Nadia Murad, who went from Islamic State captivity to become one of the foremost advocates for victims of sexual violence by the extremists, was on Friday awarded the 2018 Nobel Peace Prize.

She was one of two recipients, alongside Denis Mukwege, a physician from the Democratic Republic of Congo, who were recognized for their “efforts to end the use of sexual violence as a weapon of war.”

Denis Mukwege is the helper who has devoted his life to defending these victims. Nadia Murad is the witness who tells of the abuses perpetrated against herself and others. Each of them in their own way has helped to give greater visibility to war-time sexual violence, so that the perpetrators can be held accountable for their actions,” read a statement by the Nobel Prize Committee.

Murad was one of thousands of Yazidi girls and women who were taken captive by Islamic State in August 2014 and subjected to rape and other forms of abuse when the militants overran their home region of Mount Sinjar in northern Iraq. 

After escaping three months in captivity, Murad took the unlikely path of becoming a spokeswoman for her people and other survivors of sexual violence.

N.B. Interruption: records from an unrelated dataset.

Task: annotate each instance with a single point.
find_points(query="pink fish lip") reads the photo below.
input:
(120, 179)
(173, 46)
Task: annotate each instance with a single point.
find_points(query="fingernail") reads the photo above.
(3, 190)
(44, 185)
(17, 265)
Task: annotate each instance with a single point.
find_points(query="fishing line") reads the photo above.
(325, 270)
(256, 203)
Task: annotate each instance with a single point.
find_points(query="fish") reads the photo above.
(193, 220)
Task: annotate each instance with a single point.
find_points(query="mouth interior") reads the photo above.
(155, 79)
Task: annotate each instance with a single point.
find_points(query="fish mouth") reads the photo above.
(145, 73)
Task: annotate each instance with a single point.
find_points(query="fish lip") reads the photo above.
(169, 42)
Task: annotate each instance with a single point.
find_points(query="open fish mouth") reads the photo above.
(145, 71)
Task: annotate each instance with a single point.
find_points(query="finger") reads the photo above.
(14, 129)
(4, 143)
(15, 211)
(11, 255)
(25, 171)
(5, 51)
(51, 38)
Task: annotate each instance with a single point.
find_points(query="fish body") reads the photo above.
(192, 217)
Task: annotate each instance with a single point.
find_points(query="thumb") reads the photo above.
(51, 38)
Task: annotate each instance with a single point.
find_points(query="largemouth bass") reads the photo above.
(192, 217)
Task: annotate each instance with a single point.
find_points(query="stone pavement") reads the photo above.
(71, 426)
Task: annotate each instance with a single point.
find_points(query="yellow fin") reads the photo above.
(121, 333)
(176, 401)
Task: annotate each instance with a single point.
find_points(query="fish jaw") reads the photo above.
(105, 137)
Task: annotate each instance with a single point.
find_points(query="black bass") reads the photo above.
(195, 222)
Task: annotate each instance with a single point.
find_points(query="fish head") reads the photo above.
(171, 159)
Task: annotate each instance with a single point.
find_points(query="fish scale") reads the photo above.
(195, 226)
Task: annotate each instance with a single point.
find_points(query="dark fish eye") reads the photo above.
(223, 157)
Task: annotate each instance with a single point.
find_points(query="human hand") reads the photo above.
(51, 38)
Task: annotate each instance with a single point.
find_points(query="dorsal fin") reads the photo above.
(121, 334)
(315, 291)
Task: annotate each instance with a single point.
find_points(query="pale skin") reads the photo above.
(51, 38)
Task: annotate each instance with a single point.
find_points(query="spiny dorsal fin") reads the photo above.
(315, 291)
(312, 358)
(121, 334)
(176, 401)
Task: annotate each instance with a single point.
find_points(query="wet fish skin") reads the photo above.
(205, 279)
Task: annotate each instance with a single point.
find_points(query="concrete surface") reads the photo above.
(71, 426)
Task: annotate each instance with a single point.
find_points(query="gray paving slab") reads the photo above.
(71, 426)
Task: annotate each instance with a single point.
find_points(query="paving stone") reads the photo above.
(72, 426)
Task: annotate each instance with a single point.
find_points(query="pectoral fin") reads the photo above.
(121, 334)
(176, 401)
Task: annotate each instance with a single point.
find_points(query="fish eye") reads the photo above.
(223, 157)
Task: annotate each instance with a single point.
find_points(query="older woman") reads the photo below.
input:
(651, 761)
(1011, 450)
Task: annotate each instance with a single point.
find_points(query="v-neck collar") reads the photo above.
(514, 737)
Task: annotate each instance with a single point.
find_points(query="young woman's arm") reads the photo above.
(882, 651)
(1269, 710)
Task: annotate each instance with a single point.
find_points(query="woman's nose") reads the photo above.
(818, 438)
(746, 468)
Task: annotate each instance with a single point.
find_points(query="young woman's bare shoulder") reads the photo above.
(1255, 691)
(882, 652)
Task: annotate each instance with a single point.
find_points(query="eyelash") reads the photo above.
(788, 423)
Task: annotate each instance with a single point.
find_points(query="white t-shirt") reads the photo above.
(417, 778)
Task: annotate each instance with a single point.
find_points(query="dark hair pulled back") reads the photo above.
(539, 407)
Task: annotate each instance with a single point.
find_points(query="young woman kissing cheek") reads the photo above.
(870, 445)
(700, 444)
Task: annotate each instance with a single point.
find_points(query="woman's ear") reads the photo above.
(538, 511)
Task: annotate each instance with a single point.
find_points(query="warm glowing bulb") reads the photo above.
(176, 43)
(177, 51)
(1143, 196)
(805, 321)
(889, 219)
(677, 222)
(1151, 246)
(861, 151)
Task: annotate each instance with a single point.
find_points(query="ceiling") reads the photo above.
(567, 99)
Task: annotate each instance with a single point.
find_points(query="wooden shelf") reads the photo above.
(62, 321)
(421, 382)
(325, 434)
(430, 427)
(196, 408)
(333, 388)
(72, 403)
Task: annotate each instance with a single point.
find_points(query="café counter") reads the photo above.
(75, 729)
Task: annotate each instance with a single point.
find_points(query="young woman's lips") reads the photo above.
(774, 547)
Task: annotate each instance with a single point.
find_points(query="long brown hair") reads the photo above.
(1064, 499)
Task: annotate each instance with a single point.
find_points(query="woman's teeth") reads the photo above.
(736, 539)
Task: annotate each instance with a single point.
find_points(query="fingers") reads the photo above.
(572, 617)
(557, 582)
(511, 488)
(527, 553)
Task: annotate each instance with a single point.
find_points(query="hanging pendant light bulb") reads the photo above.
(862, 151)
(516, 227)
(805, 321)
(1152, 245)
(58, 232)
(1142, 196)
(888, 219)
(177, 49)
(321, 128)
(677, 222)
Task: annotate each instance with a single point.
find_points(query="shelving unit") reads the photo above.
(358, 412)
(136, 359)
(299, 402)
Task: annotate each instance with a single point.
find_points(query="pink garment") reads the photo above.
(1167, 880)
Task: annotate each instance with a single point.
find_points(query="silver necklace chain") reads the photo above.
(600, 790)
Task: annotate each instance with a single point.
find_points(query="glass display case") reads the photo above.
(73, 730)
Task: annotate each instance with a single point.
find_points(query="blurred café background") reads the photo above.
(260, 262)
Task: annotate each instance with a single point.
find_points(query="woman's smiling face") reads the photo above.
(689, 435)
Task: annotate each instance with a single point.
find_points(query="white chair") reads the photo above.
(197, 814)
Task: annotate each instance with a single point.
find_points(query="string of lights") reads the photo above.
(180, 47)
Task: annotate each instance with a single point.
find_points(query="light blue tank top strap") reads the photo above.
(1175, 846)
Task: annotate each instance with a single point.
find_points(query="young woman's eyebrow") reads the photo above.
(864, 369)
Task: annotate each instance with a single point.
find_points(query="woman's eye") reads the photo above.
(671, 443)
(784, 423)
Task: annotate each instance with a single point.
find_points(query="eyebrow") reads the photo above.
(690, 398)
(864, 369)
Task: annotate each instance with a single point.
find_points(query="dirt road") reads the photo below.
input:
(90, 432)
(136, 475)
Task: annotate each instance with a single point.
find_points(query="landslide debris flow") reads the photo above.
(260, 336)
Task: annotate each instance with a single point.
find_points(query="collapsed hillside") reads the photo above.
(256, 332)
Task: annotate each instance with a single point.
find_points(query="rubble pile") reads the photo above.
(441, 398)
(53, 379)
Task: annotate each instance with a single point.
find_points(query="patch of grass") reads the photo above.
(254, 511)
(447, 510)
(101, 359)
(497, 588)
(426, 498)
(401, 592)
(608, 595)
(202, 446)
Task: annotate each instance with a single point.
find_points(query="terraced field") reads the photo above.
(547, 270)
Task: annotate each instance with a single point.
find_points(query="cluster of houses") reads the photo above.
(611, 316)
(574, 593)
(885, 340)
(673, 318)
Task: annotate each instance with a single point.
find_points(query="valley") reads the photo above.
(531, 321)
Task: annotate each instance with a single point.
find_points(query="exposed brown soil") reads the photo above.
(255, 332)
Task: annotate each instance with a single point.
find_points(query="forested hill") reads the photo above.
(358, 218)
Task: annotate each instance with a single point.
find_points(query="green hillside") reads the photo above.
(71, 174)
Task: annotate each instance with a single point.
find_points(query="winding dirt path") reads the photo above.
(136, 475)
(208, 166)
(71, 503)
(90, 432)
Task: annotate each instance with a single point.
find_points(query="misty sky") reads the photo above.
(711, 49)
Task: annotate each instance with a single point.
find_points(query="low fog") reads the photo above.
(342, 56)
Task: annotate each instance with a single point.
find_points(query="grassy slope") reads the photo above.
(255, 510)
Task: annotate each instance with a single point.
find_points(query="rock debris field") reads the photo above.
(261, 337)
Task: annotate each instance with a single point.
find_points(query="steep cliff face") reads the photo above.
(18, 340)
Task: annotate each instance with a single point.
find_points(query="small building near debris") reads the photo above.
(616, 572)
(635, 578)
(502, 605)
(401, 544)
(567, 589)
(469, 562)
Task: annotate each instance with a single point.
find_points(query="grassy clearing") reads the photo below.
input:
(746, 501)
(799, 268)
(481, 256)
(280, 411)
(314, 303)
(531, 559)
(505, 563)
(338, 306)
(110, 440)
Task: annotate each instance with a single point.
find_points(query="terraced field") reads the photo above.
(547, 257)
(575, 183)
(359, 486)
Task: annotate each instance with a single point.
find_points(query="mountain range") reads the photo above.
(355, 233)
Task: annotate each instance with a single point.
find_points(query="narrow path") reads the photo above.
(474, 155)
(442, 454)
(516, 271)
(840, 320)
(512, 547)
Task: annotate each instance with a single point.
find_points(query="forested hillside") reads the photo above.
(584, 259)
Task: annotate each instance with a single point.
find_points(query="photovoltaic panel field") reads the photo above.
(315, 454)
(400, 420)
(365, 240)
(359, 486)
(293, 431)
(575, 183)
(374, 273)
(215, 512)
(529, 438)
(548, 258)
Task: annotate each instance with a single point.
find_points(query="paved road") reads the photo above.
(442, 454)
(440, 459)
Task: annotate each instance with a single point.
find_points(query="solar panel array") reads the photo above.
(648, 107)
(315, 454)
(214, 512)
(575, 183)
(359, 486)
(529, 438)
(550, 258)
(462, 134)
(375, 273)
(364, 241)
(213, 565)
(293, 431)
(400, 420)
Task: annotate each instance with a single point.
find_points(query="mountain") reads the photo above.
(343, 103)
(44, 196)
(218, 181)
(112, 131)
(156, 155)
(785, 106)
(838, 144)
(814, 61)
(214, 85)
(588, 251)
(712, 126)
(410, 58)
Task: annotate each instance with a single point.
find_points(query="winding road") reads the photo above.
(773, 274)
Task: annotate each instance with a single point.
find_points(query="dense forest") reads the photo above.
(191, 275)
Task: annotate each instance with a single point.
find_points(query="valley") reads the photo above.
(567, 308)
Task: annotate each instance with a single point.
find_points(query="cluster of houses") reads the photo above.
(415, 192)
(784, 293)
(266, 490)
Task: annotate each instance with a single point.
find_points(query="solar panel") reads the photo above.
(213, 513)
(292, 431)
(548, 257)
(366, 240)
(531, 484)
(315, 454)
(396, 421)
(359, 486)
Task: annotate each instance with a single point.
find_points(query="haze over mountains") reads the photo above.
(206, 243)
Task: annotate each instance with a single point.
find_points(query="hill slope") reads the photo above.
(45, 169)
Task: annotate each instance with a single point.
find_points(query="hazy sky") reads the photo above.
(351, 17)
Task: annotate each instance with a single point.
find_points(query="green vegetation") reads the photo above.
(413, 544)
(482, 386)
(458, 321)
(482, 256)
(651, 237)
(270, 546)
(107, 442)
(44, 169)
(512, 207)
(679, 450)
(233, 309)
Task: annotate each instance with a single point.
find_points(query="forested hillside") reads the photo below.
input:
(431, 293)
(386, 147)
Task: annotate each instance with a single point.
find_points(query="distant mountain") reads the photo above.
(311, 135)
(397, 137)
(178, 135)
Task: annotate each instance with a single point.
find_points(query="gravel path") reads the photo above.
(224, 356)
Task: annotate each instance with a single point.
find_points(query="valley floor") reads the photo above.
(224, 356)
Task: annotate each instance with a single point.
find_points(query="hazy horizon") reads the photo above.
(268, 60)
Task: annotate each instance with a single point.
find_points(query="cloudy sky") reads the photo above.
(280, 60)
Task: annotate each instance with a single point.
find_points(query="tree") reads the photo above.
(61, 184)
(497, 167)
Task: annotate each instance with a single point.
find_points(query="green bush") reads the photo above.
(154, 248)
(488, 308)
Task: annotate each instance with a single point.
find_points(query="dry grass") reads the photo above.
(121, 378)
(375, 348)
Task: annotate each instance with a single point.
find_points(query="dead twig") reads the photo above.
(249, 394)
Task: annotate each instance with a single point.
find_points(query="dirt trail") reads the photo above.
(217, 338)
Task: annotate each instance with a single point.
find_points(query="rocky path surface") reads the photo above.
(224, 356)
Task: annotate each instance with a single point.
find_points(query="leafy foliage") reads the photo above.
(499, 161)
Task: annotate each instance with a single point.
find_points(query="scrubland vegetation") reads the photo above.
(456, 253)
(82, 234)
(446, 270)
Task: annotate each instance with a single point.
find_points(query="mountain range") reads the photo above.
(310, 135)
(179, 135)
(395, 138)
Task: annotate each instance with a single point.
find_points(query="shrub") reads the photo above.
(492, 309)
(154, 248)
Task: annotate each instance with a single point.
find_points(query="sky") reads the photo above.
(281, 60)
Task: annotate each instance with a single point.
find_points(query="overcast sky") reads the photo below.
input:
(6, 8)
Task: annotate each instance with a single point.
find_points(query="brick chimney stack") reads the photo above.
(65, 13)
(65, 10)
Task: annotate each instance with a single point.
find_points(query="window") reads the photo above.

“She refused to accept the social codes that require women to remain silent and ashamed of the abuses to which they have been subjected. She has shown uncommon courage in recounting her own sufferings and speaking up on behalf of other victims,” the committee said.

The Islamic State at the height of its power controlled huge swathes of territory in Iraq and Syria, subjecting local populations to its austere interpretation of Islamic law and brutal tactics of repression. After a major military effort, Iraqi President Haider al-Abadi last December declared victory over the extremists. 

While Islam contains specific rules governing the treatment of other Abrahamic faiths, the Yazidis were heretics in the eyes of the conquering militants, and subjected to massacre in the case of the men and sexual enslavement in the case of the women and girls.

Murad in 2016 was named the United Nations’ first Goodwill Ambassador for the Dignity of Survivors of Human Trafficking and has traveled across the globe to raise awareness about the impact of such crimes.

It has been one decade since the UN Security Council declared the use of sexual violence as a weapon of war and a war crime under international law.